History is written by the winners

I was reading the tributes to Tony Benn, who died yesterday.  One of the most famous voices in British politics for 50 years, a fantastic communicator and orator and always ready with a quick quip or quote.  Benn represented two things that modern British politics has successfully removed from its system, a politician of conviction and principle, and a man who could speak without preparation, notes and sticking to a line to push.  Benn believed in devolving power to the people, no matter how lowly or poor.  To Benn, the people who had nothing mattered much, much more than those who had it all.

Now Benn is gone, who is there to speak for those 8.45 million voices?  (Anyone who replies George Galloway can go stand in the corner and think about what you have done.)  There is no-one.  The major voice of protest in this country, the one standing against the malicious, spiteful treatment of the poor, the disabled, the one person who could speak out and reach an audience of millions to protest as a bunch of overprivileged cunts smash up education and the NHS like alcohol fuelled on a Saturday night bender is… Russell Brand.

Jesus wept.

One thing that many people mentioned was the 1983 General Election.  Labour went into that election with a manifesto dubbed “the longest suicide note in history”.  It contained, among other things, unilateral nuclear disarmament (at the height of the Cold War), leaving the EEC and renationalising British Telecom, British Aerospace and the British Shipbuilding Company.  Coming off the Falklands War, and a country still bearing the scars of 1970s battles against the unions, it was no surprise that Labour lost, and lost heavily.

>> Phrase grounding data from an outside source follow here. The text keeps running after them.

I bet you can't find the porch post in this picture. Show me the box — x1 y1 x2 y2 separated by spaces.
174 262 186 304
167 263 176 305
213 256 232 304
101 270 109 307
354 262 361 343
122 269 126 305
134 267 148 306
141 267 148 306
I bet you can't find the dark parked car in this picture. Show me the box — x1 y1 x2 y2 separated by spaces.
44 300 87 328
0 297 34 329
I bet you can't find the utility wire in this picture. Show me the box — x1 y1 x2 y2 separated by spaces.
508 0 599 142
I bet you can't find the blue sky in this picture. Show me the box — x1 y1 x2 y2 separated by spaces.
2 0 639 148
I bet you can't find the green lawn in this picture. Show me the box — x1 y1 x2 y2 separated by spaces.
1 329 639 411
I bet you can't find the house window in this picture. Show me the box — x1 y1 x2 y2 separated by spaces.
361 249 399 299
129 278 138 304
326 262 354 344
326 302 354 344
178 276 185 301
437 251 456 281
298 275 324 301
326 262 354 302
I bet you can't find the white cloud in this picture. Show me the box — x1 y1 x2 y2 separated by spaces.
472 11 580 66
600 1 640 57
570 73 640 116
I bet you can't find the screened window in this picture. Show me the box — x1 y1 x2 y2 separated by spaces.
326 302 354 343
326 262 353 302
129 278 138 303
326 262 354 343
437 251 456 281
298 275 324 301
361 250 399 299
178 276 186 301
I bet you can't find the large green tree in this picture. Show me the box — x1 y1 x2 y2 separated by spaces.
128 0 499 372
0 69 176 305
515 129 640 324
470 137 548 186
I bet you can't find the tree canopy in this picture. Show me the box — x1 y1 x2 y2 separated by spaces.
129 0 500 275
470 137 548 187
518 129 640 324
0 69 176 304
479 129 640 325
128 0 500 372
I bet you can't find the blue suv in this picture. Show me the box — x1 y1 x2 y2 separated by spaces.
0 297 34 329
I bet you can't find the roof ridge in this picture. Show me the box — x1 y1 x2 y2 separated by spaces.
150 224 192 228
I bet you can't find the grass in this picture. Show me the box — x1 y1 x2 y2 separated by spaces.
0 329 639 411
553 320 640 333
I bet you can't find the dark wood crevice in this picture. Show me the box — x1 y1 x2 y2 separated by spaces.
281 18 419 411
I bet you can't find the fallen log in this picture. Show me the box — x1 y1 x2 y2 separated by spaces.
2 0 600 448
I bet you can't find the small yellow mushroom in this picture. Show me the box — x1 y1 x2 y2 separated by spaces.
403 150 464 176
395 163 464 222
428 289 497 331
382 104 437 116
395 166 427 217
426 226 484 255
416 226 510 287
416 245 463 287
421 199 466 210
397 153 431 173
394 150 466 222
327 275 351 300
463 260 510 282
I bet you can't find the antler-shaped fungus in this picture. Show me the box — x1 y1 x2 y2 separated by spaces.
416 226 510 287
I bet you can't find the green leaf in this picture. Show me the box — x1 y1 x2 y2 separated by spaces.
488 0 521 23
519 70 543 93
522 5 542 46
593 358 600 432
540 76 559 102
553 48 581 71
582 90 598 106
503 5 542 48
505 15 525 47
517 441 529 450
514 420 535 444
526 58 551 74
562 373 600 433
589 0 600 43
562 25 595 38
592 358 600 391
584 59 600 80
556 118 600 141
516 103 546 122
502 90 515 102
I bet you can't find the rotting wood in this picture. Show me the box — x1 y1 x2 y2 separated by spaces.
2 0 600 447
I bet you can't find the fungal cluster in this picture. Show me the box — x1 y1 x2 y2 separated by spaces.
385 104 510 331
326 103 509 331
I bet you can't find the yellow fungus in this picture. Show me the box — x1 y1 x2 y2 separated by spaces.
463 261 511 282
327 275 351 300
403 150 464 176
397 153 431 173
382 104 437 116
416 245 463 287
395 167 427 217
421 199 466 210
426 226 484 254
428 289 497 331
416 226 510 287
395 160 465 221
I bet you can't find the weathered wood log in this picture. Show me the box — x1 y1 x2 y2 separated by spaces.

We are often told that Britain is a conservative (small ‘c’) country.  What is interesting to note is that what is undoubtedly the most socialist manifesto ever produced by a major British political party, managed to gather 8.45 million votes.  To put this in some kind of perspective, that is 200,000 votes less than Labour got in 2010, 100,000 less than the Conservatives got in 2005 and a shade under 100,000 more than the Conservatives got in 2001. 8.45 million people voted to protect the welfare state, workers jobs, union rights and the NHS.  Yet here we are, with no party standing for those things.